Driouich, told journalists on the sidelines of the “Halieutis” exhibition in Agadir during a press briefing that the development of the maritime fishing sector required more investment in scientific research. A budget of nearly 1.55 billion dirhams has been dedicated to it for this purpose by the Executive. She specified in this respect that scientific research been reinforced by means and programs and had the equipment of 6 oceanographic research vessels, the last of which was acquired for 500 million dirhams.
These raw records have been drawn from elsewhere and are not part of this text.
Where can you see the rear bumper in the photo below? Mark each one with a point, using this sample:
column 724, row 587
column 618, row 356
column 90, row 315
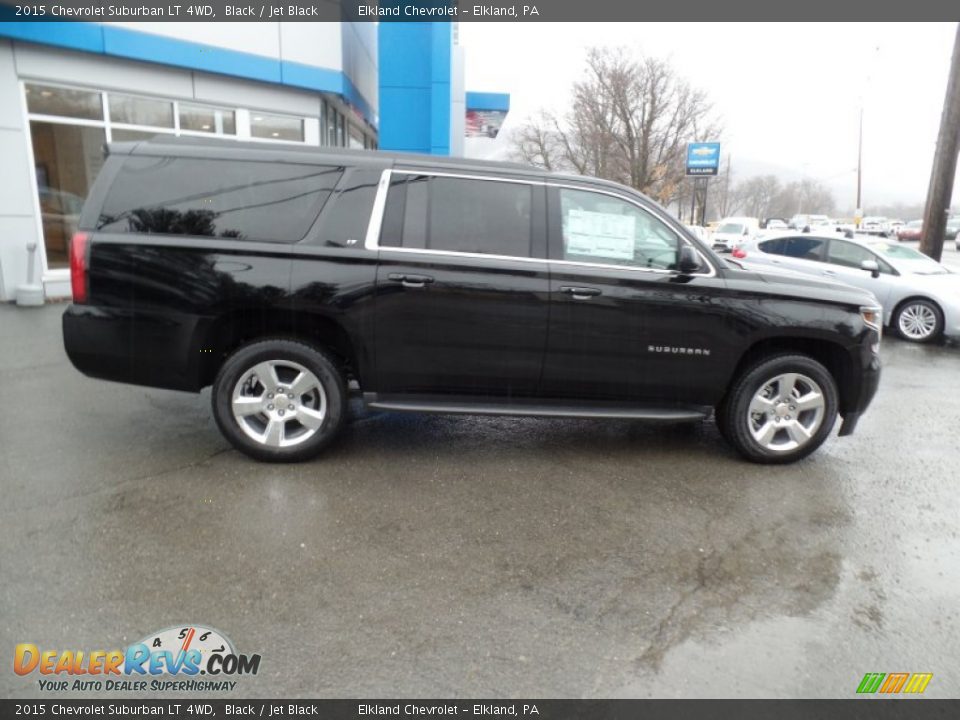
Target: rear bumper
column 111, row 344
In order to preserve halieutic wealth, the “Halieutis” plan provides for measures to protect fisheries intended for marketing, through the development of the monitoring of maritime fishing vessels by satellite. Fisheries traceability and control have been strengthened by equipping coastal and offshore fishing vessels with satellite geolocation beacons (VMS). Thus, any fishing vessel fishing in Moroccan waters is equipped with this device allowing it to determine its fishing location and to what extent it respects biological comfort and prohibited areas. With regard to the promotion of seafood products,

Zakia Driouich indicated that the Halieutis strategy has set up mechanisms such as wholesale markets (about ten whereas there was only one in 2009) to strengthen marketing. The Maritime Fisheries Department also pays particular attention to cooperatives operating in the fisheries and aquaculture sector, through supervision and capacity building actions that enable them to be autonomous and profitable.

With regard to traditional fishing, Driouich indicated that the creation of fish landing points and fishing villages, equipped with machinery and cooling chambers, has made it possible to organize this type of fishing for small pelagics which constitute the national fishery resources (octopus, shrimps, hake, small and large crustaceans, etc.), noting that among the measures taken also included the provision of plastic boxes to sailors for the purpose of promoting the maritime product.

She further pointed out that all seafarers working in the traditional fishing sector are covered by social protection, in addition to insurance for accidents at work, pointing out that the ministry does not issue operating permits for any fishing boat unless it is insured. Aquaculture was also discussed. In order to guide investment, eight coastal regions over 2,343 km have been identified as areas suitable for the aquaculture of different marine species. To date, the aquaculture production potential is estimated at more than 380,000 tonnes per year.